A user reported that after signing on, 50 or so videos belonging to others appeared in Consultation Replays section of the Babylon Health app, according to a BBC report.
“On the afternoon of Tuesday 9 June we identified and resolved an issue within two hours whereby one patient accessed the introduction of another patient’s consultation recording,” the telehealth start-up said in a statement cited by the report, underscoring the issue stemmed from a glitch not a malicious incident. “Our investigation showed that three patients, who had booked and had appointments today, were incorrectly presented with, but did not view, recordings of other patients’ consultations through a subsection of the user’s profile within the Babylon app.”
“While getting telehealth applications up and running effectively with little to no downtime is a priority, security cannot be left behind in the rush, especially with sensitive and personal healthcare data on the line,” said Mark Rogan, DAST manager, vulnerability verification, Europe, at WhiteHat Security. “The stakes are high – healthcare data is among the most valuable and personally important private information shared between organizations in any area of society.”

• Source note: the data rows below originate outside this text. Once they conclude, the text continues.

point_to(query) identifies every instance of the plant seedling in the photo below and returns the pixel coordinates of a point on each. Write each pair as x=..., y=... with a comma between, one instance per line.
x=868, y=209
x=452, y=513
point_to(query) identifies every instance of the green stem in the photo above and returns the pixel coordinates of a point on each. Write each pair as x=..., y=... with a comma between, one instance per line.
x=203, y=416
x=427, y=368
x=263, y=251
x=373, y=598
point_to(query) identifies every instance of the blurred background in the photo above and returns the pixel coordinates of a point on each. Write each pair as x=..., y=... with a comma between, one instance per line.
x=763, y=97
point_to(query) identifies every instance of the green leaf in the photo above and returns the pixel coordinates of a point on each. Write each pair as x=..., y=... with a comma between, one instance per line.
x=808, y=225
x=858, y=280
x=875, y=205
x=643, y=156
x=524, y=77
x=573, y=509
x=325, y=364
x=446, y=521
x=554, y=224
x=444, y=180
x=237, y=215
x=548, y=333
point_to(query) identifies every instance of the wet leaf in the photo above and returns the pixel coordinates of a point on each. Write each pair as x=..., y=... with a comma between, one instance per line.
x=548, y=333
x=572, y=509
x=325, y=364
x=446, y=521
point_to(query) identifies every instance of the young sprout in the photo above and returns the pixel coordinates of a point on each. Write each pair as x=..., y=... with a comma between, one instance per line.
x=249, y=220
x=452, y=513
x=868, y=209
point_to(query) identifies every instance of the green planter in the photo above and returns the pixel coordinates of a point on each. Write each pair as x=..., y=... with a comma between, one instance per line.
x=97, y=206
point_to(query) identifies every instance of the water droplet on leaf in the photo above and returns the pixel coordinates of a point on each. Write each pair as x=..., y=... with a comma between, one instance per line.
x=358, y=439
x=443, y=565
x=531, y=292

Emerging healthtech startups like Babylon Health “must ensure that data protection is of the utmost priority, especially when sensitive patient data is collected, recorded and stored,” said LogRhythm Labs CSO and Vice President James Carder. “The healthcare sector’s access to vast, valuable data types are a key target for various intelligent threat actors.”
Noting that “Babylon Health has yet to disclose exactly what this software error was,” Carder said, “the breach could have been due to a lack of segregation between patients, the improper use of a shared repository, or a basic web application security flaw allowing users to access each other’s data.”
Aman Johal, lawyer and director at Your Lawyers,called it “extremely alarming to hear that a user of the Babylon Health app has been able to access dozens of confidential video recordings of other patients’ consultations. With more than 2.3 million registered users in the U.K., we are concerned that many more may have been affected with extremely private information leaked.”
Carder said more details were needed about the incident “as to why and how only three users were given access to the recordings should be uncovered.”